Create a Content Understanding analyzer

Completed

Content Understanding solutions are based on the creation of an analyzer; which is trained to extract specific information from a particular type of content based on a schema that you define.

The high-level process for creating a Content Understanding solution includes the following steps:

Diagram of a sample document being used to create a schema for an analyzer that is consumed by a client application.

  1. Create an Azure AI services resource.
  2. Define a Content Understanding schema for the information to be extracted. This can be based on a content sample and an analyzer template.
  3. Build an analyzer based on the completed schema.
  4. Use the analyzer to extract or generate fields from new content.

Numerous analyzer templates are provided to help you develop an appropriate analyzer for your needs quickly. Additionally, because of the generative AI capabilities of Content Understanding, you can use minimal training data to define a schema by example. In many cases, the service accurately identifies the data values in the sample content that map to the schema elements automatically, though you can also explicitly label fields in content such as documents to improve the performance of your analyzer.

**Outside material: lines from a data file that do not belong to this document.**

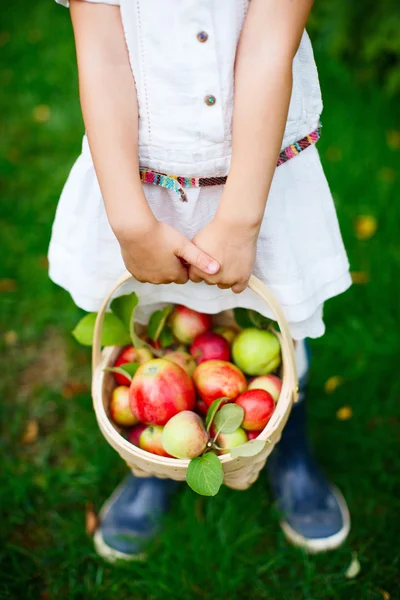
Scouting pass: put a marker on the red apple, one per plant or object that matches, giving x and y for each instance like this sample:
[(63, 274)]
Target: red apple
[(229, 333), (269, 383), (135, 432), (226, 441), (209, 345), (218, 378), (120, 410), (184, 435), (186, 324), (201, 407), (252, 435), (159, 390), (258, 406), (150, 440), (183, 359), (130, 354)]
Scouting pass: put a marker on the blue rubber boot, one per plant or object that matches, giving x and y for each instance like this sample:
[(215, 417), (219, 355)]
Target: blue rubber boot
[(131, 517), (314, 513)]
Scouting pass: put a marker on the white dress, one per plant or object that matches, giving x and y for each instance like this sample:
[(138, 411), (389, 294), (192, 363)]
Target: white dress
[(300, 253)]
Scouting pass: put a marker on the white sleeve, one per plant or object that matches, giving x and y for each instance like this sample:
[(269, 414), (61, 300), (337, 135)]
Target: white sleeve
[(113, 2)]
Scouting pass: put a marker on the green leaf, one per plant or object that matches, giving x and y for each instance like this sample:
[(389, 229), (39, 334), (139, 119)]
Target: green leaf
[(212, 411), (229, 418), (157, 322), (166, 337), (248, 449), (113, 334), (127, 369), (205, 474), (123, 307)]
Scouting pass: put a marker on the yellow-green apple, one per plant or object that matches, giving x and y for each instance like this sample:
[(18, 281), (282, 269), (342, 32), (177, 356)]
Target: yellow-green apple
[(217, 379), (183, 359), (252, 435), (209, 345), (186, 323), (151, 440), (258, 406), (229, 333), (256, 352), (159, 390), (120, 408), (201, 407), (269, 383), (135, 432), (226, 441), (130, 354), (184, 435)]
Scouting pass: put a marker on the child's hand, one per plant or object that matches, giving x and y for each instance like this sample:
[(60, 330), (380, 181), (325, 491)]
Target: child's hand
[(233, 244), (157, 253)]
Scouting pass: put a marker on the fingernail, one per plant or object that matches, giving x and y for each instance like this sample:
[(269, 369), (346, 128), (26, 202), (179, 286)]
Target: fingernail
[(212, 268)]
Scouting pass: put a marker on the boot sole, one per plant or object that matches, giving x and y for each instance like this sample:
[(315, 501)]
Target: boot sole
[(314, 546)]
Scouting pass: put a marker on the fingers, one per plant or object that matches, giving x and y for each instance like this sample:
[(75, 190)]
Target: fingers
[(197, 258)]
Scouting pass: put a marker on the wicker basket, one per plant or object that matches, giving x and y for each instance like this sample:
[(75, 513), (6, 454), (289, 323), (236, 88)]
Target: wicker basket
[(239, 473)]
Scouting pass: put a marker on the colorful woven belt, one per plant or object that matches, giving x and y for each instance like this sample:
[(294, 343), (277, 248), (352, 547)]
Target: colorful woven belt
[(177, 184)]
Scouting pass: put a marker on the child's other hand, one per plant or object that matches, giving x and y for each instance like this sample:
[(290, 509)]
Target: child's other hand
[(157, 253), (233, 244)]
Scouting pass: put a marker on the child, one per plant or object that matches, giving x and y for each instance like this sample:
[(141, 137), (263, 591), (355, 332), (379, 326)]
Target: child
[(196, 112)]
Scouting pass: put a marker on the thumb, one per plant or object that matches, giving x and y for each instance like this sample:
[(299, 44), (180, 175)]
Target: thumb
[(191, 254)]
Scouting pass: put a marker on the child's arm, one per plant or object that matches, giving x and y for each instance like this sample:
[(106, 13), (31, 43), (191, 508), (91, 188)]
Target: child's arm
[(151, 250), (263, 85)]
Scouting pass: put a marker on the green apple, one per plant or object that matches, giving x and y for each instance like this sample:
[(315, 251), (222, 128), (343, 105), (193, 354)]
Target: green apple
[(256, 352)]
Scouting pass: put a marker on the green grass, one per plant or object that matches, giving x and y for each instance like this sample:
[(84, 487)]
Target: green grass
[(229, 546)]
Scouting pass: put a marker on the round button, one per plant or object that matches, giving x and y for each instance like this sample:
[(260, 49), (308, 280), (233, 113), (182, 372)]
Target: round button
[(202, 36), (210, 100)]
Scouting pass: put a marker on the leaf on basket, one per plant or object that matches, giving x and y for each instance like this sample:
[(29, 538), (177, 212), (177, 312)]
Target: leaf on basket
[(205, 474), (127, 369), (248, 449), (157, 322), (213, 410), (113, 333), (166, 337), (354, 567), (229, 418)]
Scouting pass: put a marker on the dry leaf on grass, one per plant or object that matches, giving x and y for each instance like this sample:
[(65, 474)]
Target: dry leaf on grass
[(31, 432), (332, 383), (365, 227), (345, 413), (360, 277), (91, 519), (354, 567)]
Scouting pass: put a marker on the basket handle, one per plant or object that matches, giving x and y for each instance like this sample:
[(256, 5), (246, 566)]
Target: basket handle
[(254, 284)]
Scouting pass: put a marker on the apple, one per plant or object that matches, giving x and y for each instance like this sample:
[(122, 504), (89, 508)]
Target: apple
[(229, 333), (120, 409), (183, 359), (201, 407), (226, 441), (258, 406), (150, 440), (209, 345), (252, 435), (256, 352), (269, 383), (218, 378), (186, 324), (184, 435), (130, 354), (159, 390), (134, 433)]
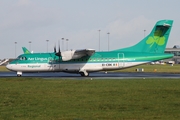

Creating an analyzer with Azure AI Foundry

While you can provision an Azure AI services resource and develop a complete Content Understanding solution through the REST API, the preferred approach for AI development projects is to use Azure AI Foundry. Specifically, you can use the Azure AI Foundry portal to create a project, define a Content Understanding schema, and build and test an analyzer.

Creating a Content Understanding project

In Azure AI Foundry, you can create a project in an existing AI hub, or you can create a new hub as you create the project. In addition to the AI hub itself, creating a hub provisions the Azure resources needed to support one or more projects; including an Azure AI services resource, storage, and a key vault resource to store sensitive details like credentials and keys.

Screenshot of the Create new project user interface in Azure AI Foundry.

Note

Content Understanding schemas can only be created in Azure locations where the service is supported. For more information, see Content Understanding region and language support.

Defining a schema

After creating a project, the first step in building an analyzer is to define a schema for the content the analyzer will process, and the information it will extract. Azure AI Foundry provides a schema editor interface in which you can upload a file (document, image, audio, or video) on which the schema should be based. You can then apply an appropriate schema template and define the specific fields you want the analyzer to identify.

Screenshot of the Define schema user interface in Azure AI Foundry.

Note

The templates and field types available in a schema depend on the content type of the file on which the schema is based. Some content types support additional optional functionality, such as extracting barcodes and formulae from text in documents. For more information about using Content Understanding with different content types, see the following articles in the product documentation:

Testing

You can test the analyzer schema at any time during the development process by running analysis on the sample file used to define the schema or other uploaded files. The test results include the extracted field values and the JSON format output returned by the analyzer to client applications.

Screenshot of the Test analyzer user interface in Azure AI Foundry.

Building an analyzer

When you're satisfied with the performance of your schema, you can build your analyzer. Building an analyzer makes it accessible to client applications through Content Understanding endpoint for the Azure AI services resource associated with your project.

Screenshot of the Build analyzer user interface in Azure AI Foundry.

After building your analyzer, you can continue to test it in the Azure AI Foundry portal, and refine the schema to create new named versions with different capabilities.